Home prices in Durham, which is located to the east of the city, are now down 20.6 per cent from their peak in March, according to TRREB data. To the west, in Halton Region, the home price index has declined 22.9 per cent over the same period.
Buyers are now waiting to see what Canada’s central bank will do on Wednesday, at its scheduled interest rate announcement. Economists expect the bank to hike its benchmark rate by at least another half a percentage point. Currently, the benchmark interest rate is 2.5 per cent. In early March, it was 0.25.
“Buyers know that interest rates are being raised in a few days and they’re like ‘let’s see what’s happening,’” said Natalie Lewin, a realtor with Keller Williams Portfolio Realty. “A lot of people are trying to time the market.”

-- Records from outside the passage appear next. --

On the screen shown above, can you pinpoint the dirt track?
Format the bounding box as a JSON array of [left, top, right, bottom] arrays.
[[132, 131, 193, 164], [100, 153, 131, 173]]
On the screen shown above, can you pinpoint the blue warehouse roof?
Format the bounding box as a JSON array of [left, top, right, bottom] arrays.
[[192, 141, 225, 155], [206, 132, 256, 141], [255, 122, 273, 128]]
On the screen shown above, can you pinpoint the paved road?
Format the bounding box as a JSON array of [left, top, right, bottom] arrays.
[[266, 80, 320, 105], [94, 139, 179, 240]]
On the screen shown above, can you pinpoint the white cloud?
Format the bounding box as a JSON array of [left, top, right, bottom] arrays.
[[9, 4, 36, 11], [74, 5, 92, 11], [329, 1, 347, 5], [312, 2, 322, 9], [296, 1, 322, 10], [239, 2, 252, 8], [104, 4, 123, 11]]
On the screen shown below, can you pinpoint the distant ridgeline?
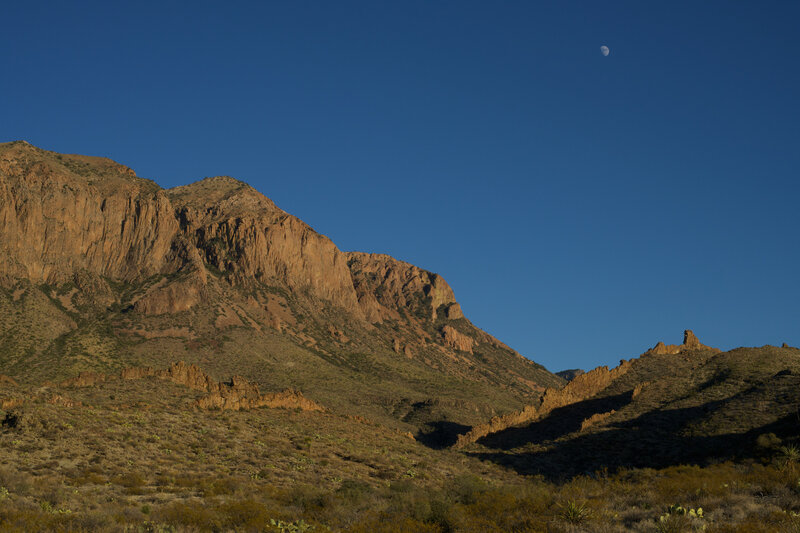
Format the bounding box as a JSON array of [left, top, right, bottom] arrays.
[[0, 141, 565, 432]]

The federal government requires prospective mortgage borrowers to prove they can make payments at interest rates that are at least two percentage points higher than their mortgage rates. With interest rates on five-year fixed-rate mortgages near 5 per cent, many borrowers must now qualify at around 7 per cent.
It has become more difficult for would-be buyers to qualify for mortgages large enough to finance home purchases in Toronto, where the typical home price is above $1-million. And homeowners who already have mortgages also face higher costs.
Rising interest rates have increased borrowing expenses on variable-rate mortgages, which have rates that fluctuate along with a lender’s prime rate. And even borrowers with fixed-rate mortgages could be in for higher payments if they need to renew while interest rates are elevated.
As a result of increasing borrowing expenses, private sector economists are forecasting that Canada’s average home price could drop through 2023 by as much as 25 per cent from the market’s peak in the spring.
Even with that drop, home prices in Canada would remain above prepandemic levels. Compared with last August, the home price index is up 8.85 per cent in the Toronto region.